Hustak Carla ; Myers Natasha ; Pignarre Philippe ;
On connaît Darwin comme fondateur de la théorie de l'évolution. Ce que l'on sait moins, c'est que la grande passion de sa vie a été l'étude des orchidées dont il possédait une extraordinaire collection. Il s'est particulièrement intéressé à leur fécondation par des insectes. Sans les guêpes, y aurait-il encore des orchidées ? Ces dernières ont développé des "stratagèmes" pour attirer les guêpes mâles et les séduire. Les guêpes ne se contentent pas de transporter du pollen, elles font littéralement "jouir" les orchidées. Ces travaux viennent compléter la théorie de l'évolution par une théorie de "l'involution". Les branches de l'arbre de l'évolution viennent se croiser, se mêler. L'orchidée ne peut pas perdurer sans ses liens avec une autre espèce.
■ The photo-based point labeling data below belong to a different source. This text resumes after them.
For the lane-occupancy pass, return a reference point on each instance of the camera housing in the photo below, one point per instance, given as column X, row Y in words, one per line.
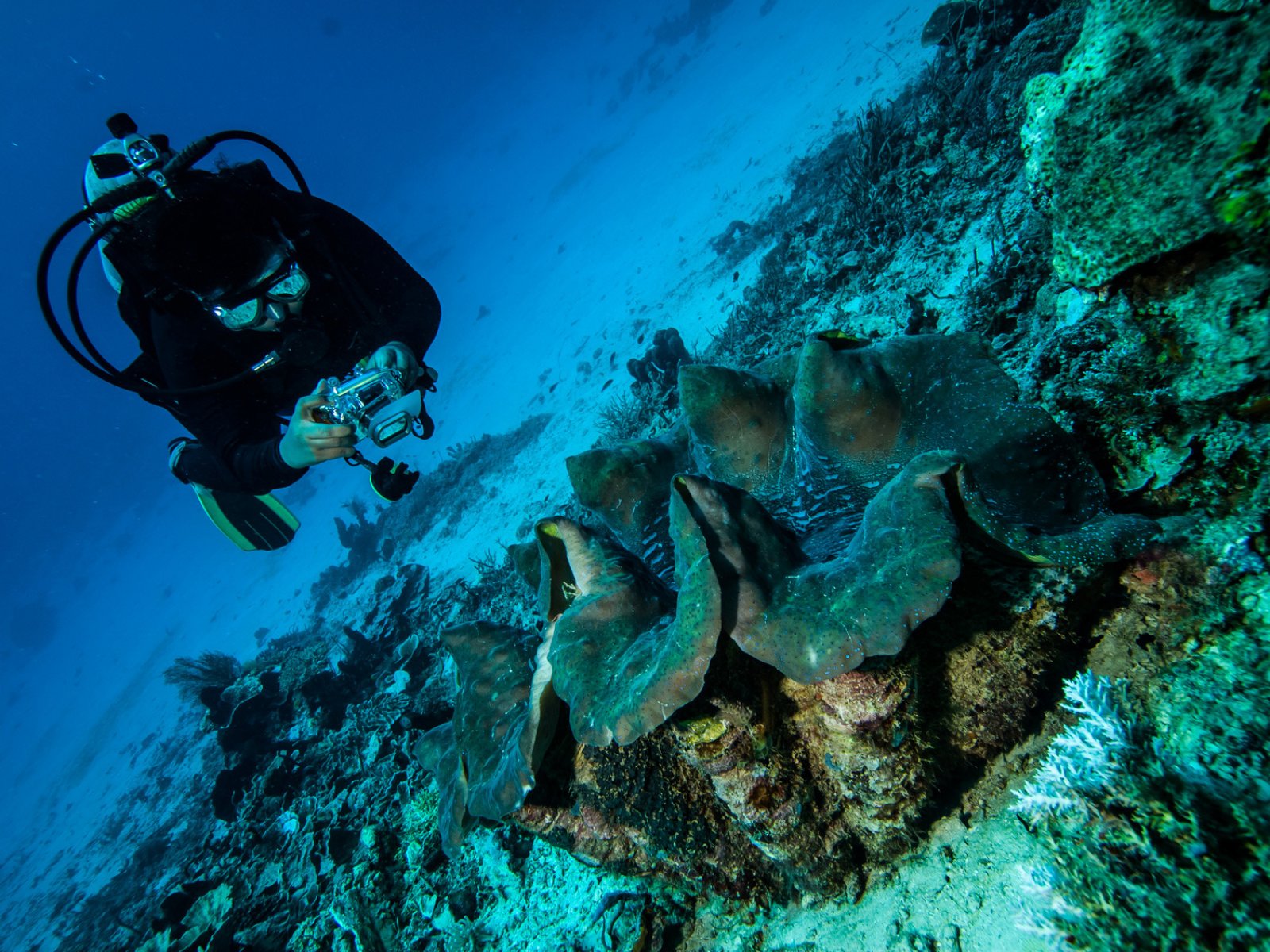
column 375, row 404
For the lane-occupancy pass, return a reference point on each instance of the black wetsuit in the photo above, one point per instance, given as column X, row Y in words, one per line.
column 362, row 295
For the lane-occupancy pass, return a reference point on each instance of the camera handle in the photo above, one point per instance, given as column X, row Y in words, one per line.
column 389, row 480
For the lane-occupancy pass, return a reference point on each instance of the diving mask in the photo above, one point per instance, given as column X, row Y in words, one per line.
column 287, row 286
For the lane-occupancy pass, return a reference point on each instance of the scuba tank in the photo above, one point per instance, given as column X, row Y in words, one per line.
column 122, row 179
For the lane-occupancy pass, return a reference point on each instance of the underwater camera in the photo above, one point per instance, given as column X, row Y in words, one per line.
column 376, row 405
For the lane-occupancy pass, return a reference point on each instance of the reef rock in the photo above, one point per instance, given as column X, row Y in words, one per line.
column 1126, row 145
column 816, row 509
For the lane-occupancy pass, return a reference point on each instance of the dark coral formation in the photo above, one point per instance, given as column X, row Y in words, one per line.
column 878, row 457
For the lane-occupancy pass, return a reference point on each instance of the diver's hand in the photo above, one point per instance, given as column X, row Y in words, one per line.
column 308, row 442
column 397, row 355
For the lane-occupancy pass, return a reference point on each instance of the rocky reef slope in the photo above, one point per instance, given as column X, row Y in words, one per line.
column 950, row 543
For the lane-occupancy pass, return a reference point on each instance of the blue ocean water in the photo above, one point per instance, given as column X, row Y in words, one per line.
column 544, row 165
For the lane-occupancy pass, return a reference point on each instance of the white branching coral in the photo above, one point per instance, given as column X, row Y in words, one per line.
column 1083, row 761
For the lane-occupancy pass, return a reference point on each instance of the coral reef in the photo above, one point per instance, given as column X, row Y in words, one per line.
column 1181, row 106
column 728, row 611
column 874, row 455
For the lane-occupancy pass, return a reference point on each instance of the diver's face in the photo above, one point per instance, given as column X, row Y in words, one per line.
column 276, row 292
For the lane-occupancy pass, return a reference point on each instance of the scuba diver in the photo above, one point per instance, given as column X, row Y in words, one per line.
column 279, row 329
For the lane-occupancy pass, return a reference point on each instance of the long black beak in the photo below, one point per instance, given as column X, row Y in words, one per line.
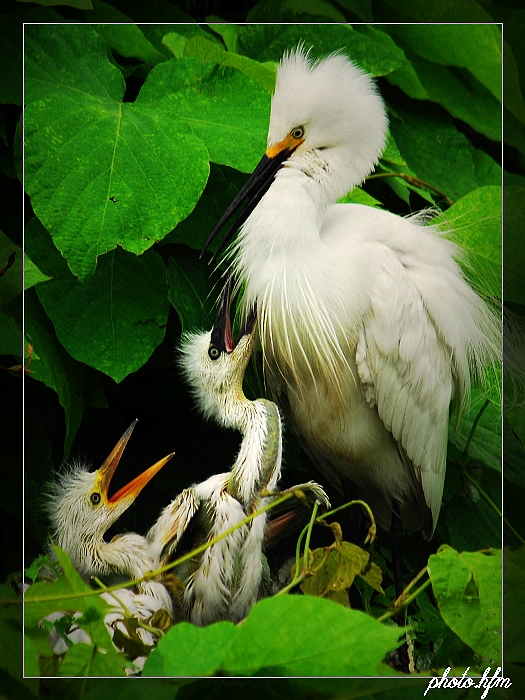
column 221, row 334
column 253, row 190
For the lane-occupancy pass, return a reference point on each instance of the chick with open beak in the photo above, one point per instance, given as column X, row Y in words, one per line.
column 81, row 511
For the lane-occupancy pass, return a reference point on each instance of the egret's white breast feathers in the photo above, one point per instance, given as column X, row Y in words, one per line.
column 368, row 327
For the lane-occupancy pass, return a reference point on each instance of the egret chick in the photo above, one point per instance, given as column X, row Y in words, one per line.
column 225, row 581
column 368, row 327
column 81, row 512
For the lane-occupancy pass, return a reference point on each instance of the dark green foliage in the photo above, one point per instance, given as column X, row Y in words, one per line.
column 136, row 137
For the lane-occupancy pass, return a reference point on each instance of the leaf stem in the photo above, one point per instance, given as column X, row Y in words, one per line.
column 309, row 534
column 415, row 181
column 153, row 574
column 403, row 602
column 464, row 455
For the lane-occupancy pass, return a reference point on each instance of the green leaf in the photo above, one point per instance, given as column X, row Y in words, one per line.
column 10, row 331
column 467, row 587
column 228, row 32
column 514, row 605
column 439, row 154
column 39, row 563
column 53, row 366
column 487, row 442
column 360, row 8
column 268, row 42
column 84, row 660
column 129, row 41
column 437, row 644
column 191, row 291
column 513, row 287
column 476, row 47
column 11, row 58
column 472, row 523
column 113, row 321
column 100, row 172
column 462, row 95
column 404, row 76
column 294, row 11
column 30, row 658
column 316, row 638
column 211, row 101
column 222, row 186
column 62, row 594
column 474, row 223
column 207, row 50
column 190, row 651
column 359, row 196
column 11, row 263
column 32, row 275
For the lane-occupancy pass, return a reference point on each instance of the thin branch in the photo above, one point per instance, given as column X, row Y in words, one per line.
column 416, row 182
column 154, row 574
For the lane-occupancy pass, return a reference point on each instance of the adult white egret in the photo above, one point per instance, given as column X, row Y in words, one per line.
column 81, row 512
column 368, row 328
column 225, row 581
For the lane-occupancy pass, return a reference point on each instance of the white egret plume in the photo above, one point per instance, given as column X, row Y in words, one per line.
column 368, row 328
column 225, row 581
column 81, row 511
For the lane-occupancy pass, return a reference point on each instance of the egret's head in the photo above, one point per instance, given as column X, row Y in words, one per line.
column 80, row 507
column 214, row 365
column 330, row 106
column 327, row 120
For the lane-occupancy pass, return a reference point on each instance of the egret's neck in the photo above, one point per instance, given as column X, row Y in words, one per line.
column 258, row 464
column 126, row 554
column 286, row 221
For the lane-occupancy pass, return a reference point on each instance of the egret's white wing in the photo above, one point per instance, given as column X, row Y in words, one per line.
column 405, row 369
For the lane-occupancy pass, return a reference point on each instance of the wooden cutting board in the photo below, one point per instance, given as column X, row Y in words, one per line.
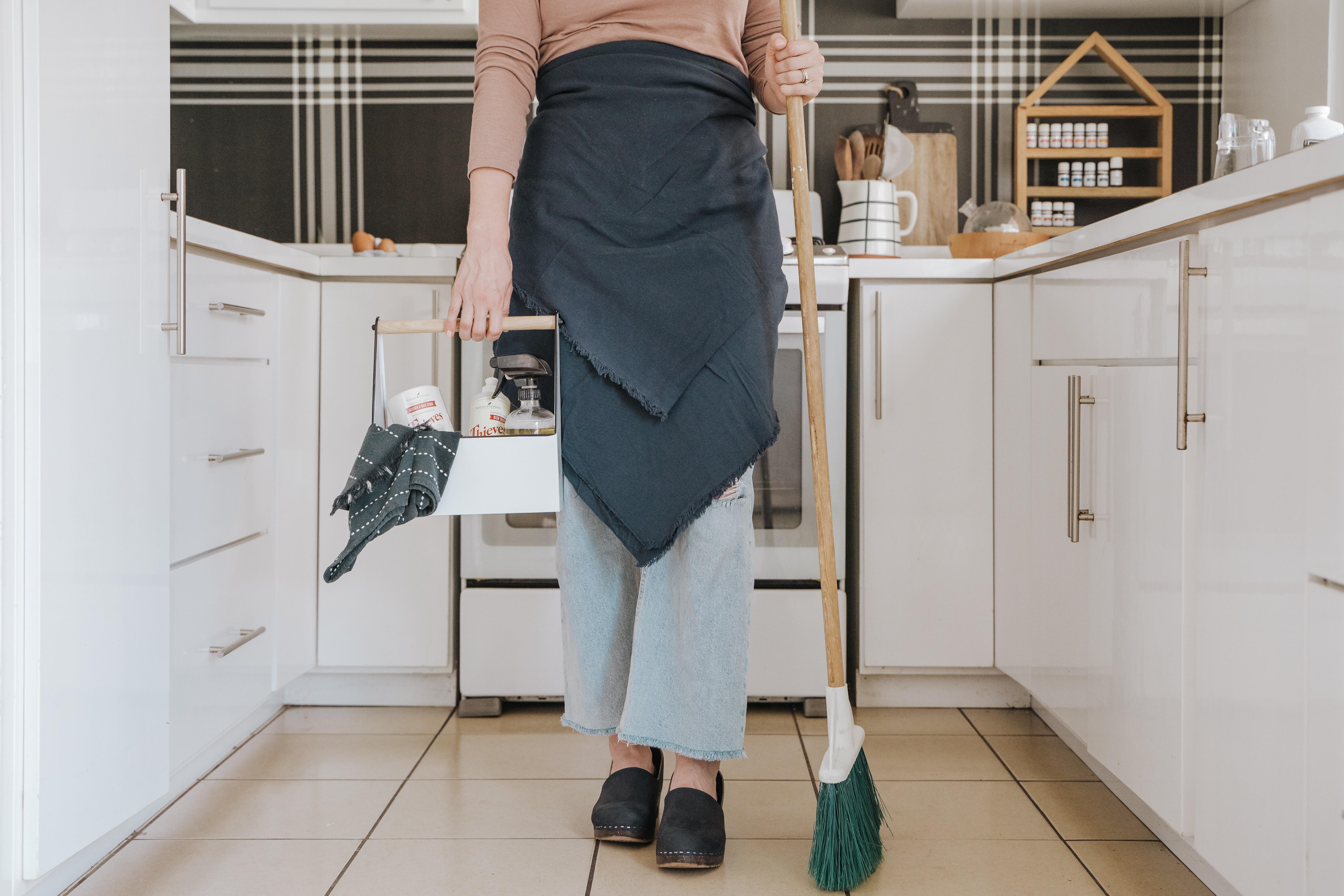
column 933, row 179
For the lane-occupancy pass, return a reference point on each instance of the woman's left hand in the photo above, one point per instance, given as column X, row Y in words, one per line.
column 794, row 69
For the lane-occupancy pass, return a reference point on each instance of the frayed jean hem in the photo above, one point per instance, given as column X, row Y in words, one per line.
column 704, row 756
column 571, row 723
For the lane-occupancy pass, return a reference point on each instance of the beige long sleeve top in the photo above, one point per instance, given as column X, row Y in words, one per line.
column 518, row 37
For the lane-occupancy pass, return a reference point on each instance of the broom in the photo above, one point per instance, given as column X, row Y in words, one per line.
column 847, row 843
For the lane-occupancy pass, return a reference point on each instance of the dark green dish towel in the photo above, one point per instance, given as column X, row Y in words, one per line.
column 398, row 476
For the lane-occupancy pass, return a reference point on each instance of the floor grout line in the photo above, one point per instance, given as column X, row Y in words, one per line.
column 396, row 795
column 1027, row 795
column 597, row 844
column 794, row 714
column 139, row 831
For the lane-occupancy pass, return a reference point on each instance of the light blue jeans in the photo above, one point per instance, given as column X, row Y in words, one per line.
column 659, row 656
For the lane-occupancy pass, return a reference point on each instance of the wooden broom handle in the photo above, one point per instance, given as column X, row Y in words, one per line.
column 812, row 366
column 521, row 322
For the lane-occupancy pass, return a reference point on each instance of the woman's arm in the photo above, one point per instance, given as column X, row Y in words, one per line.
column 506, row 80
column 485, row 281
column 776, row 65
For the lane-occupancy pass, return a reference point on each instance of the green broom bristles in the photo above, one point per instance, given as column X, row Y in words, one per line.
column 847, row 842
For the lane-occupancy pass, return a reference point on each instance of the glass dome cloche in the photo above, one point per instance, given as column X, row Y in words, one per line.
column 998, row 218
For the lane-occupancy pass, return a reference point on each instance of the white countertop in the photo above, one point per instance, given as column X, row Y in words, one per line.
column 1294, row 172
column 322, row 263
column 956, row 269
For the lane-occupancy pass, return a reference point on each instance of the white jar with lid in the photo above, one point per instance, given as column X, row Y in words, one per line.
column 1316, row 128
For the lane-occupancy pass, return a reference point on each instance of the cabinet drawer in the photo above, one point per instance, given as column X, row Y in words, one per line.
column 221, row 332
column 213, row 601
column 220, row 410
column 1115, row 308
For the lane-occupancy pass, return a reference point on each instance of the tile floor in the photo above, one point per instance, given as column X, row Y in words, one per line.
column 405, row 801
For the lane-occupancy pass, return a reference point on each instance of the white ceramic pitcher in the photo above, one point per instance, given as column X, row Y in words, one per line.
column 870, row 218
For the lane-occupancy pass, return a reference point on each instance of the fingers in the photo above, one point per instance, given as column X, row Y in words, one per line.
column 455, row 306
column 804, row 61
column 497, row 324
column 792, row 49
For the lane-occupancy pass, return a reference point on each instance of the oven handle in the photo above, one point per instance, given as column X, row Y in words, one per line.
column 794, row 326
column 877, row 357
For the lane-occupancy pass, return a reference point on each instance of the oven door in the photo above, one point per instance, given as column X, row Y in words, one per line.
column 522, row 546
column 786, row 512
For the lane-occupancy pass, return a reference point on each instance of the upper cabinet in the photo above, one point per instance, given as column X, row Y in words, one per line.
column 1065, row 9
column 455, row 14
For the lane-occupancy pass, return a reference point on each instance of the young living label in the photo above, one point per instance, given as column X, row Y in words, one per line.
column 420, row 406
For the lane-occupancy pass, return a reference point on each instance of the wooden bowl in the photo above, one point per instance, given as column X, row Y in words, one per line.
column 991, row 245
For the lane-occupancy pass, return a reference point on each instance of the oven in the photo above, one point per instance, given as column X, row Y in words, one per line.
column 510, row 643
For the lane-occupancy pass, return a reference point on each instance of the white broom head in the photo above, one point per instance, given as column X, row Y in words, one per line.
column 846, row 738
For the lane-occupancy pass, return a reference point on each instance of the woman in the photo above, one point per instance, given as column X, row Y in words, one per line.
column 643, row 215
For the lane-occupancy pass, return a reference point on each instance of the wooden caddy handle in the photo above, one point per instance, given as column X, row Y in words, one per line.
column 812, row 366
column 540, row 322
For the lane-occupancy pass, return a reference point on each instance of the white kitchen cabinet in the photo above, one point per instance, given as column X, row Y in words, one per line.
column 1325, row 389
column 394, row 608
column 1325, row 739
column 298, row 504
column 1060, row 633
column 1134, row 586
column 1015, row 581
column 1249, row 567
column 925, row 479
column 216, row 604
column 85, row 426
column 456, row 18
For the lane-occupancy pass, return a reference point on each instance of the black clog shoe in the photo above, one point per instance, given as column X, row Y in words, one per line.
column 691, row 835
column 628, row 809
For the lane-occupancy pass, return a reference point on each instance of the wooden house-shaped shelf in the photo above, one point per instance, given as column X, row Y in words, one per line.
column 1155, row 107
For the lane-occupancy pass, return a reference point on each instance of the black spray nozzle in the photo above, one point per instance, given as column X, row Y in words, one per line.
column 518, row 366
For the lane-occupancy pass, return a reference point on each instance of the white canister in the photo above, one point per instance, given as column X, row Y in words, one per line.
column 870, row 218
column 420, row 406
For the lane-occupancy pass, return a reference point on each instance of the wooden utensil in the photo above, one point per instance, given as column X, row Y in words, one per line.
column 858, row 154
column 845, row 159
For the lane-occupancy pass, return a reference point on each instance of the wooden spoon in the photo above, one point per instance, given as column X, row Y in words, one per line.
column 845, row 159
column 857, row 152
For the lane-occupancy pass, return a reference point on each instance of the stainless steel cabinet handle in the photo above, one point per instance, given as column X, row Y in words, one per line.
column 235, row 456
column 1076, row 439
column 237, row 310
column 1183, row 417
column 181, row 198
column 247, row 635
column 877, row 357
column 433, row 357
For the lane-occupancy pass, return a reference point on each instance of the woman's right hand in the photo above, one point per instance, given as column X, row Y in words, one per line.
column 485, row 283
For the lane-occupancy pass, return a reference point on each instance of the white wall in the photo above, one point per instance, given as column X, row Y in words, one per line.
column 1276, row 61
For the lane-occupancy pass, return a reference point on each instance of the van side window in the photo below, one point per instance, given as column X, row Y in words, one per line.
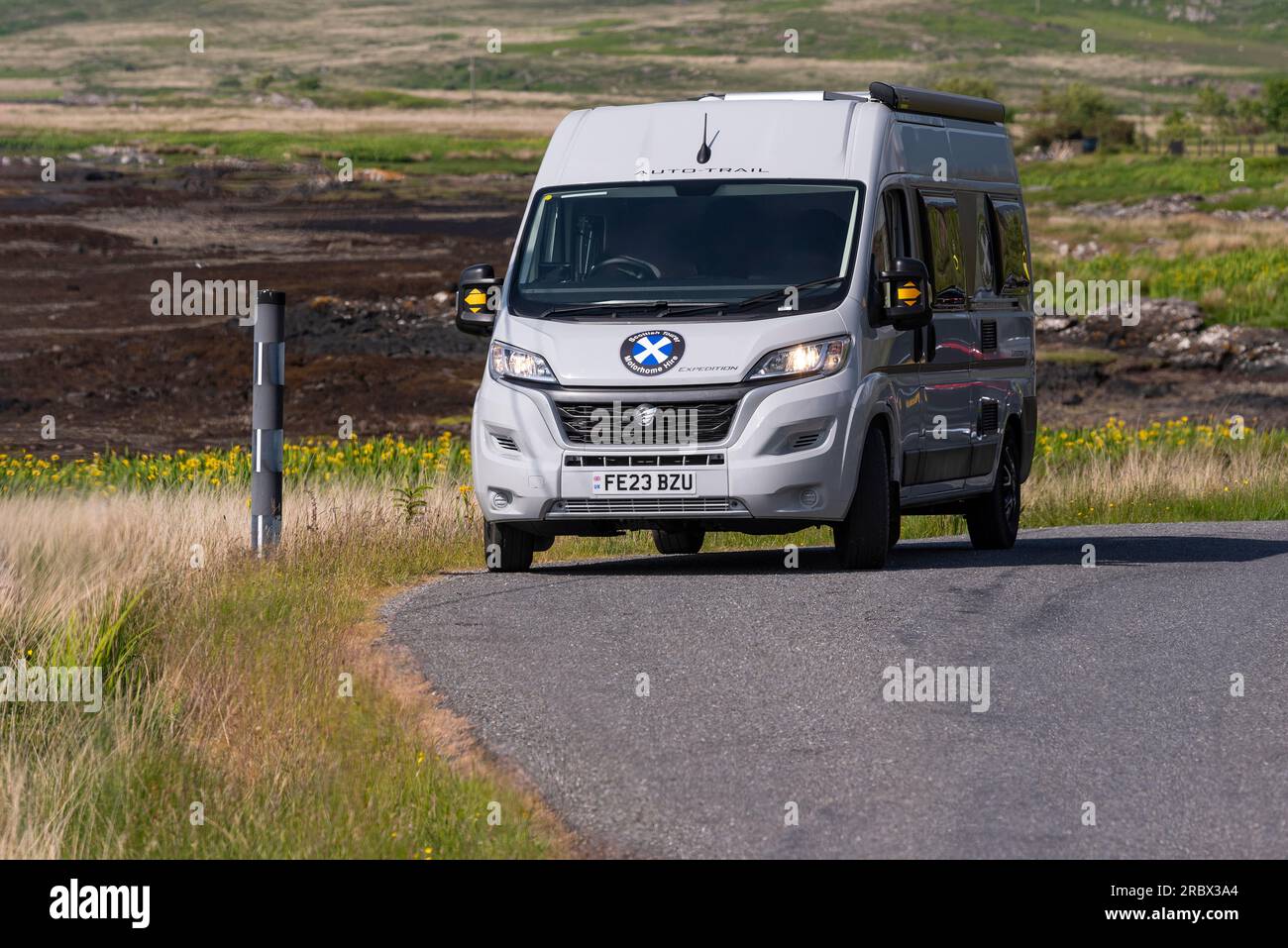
column 897, row 215
column 941, row 231
column 880, row 240
column 1009, row 218
column 986, row 250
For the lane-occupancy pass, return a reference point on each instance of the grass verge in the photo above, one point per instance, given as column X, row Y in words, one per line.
column 227, row 687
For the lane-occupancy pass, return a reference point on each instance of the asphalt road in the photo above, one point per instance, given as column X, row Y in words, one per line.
column 765, row 686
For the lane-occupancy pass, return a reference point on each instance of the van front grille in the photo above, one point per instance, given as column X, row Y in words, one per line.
column 642, row 460
column 645, row 505
column 592, row 423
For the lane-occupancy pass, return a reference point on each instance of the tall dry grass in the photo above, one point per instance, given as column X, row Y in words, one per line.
column 224, row 685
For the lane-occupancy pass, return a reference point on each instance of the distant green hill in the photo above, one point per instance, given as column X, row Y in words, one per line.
column 360, row 53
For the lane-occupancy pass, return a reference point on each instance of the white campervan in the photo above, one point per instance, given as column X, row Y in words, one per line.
column 758, row 313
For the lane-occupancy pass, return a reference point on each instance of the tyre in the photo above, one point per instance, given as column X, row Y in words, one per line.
column 679, row 540
column 863, row 537
column 896, row 518
column 993, row 519
column 506, row 549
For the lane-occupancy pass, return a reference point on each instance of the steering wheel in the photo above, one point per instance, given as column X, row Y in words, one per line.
column 630, row 265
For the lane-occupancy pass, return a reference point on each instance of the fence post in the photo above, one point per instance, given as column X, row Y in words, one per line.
column 267, row 386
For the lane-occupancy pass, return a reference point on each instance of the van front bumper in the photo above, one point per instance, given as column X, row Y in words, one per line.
column 786, row 456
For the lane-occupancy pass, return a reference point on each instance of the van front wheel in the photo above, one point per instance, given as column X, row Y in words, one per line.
column 507, row 549
column 679, row 540
column 863, row 537
column 995, row 519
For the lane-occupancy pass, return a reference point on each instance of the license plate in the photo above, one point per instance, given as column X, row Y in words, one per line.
column 645, row 483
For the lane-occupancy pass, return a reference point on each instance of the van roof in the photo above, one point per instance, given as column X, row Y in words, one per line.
column 816, row 134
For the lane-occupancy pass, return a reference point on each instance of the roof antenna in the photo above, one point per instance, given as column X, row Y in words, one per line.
column 704, row 151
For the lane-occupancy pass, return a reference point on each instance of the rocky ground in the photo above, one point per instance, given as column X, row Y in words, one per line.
column 369, row 274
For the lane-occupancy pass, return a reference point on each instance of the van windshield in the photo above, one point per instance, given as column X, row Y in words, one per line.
column 687, row 243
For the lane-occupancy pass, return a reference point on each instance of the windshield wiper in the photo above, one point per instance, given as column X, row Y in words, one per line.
column 773, row 295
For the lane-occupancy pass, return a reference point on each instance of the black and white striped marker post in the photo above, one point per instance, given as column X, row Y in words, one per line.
column 266, row 453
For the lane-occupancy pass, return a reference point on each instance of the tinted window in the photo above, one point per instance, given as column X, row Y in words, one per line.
column 986, row 252
column 941, row 226
column 1014, row 253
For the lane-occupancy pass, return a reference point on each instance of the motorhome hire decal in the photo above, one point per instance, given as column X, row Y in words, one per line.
column 652, row 352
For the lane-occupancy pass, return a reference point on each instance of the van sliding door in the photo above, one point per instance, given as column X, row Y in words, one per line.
column 948, row 417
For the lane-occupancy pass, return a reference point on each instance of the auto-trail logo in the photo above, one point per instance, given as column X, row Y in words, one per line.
column 652, row 352
column 704, row 151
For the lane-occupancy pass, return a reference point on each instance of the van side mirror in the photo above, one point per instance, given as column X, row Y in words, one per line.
column 478, row 298
column 907, row 294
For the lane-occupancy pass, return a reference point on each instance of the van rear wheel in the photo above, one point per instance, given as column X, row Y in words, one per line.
column 863, row 537
column 995, row 519
column 679, row 540
column 507, row 549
Loin d'être un cas singulier, ce pourrait être la règle : les arbres et les champignons, les humains et les milliards de bactéries qui les peuplent... Cette nouvelle biologie, initiée par Lynn Margulis, s'oppose au "néodarwinisme", ou théorie du "gène égoïste", pour qui la "concurrence", et non la collaboration ou le lien, est le mécanisme de base. On sait comment cette théorie a essaimé, en particulier dans les sciences économiques, mais aussi en sociologie. La biologie de l'involution multiplie les découvertes. Les auteures poursuivent en présentant les travaux les plus récents sur le langage chimique des plantes, par exemple sur les plants de tabac... Une nouvelle biologie indispensable à l'heure du nouveau régime climatique qui exige que nous connaissions ce à quoi et par quoi nous sommes attachés.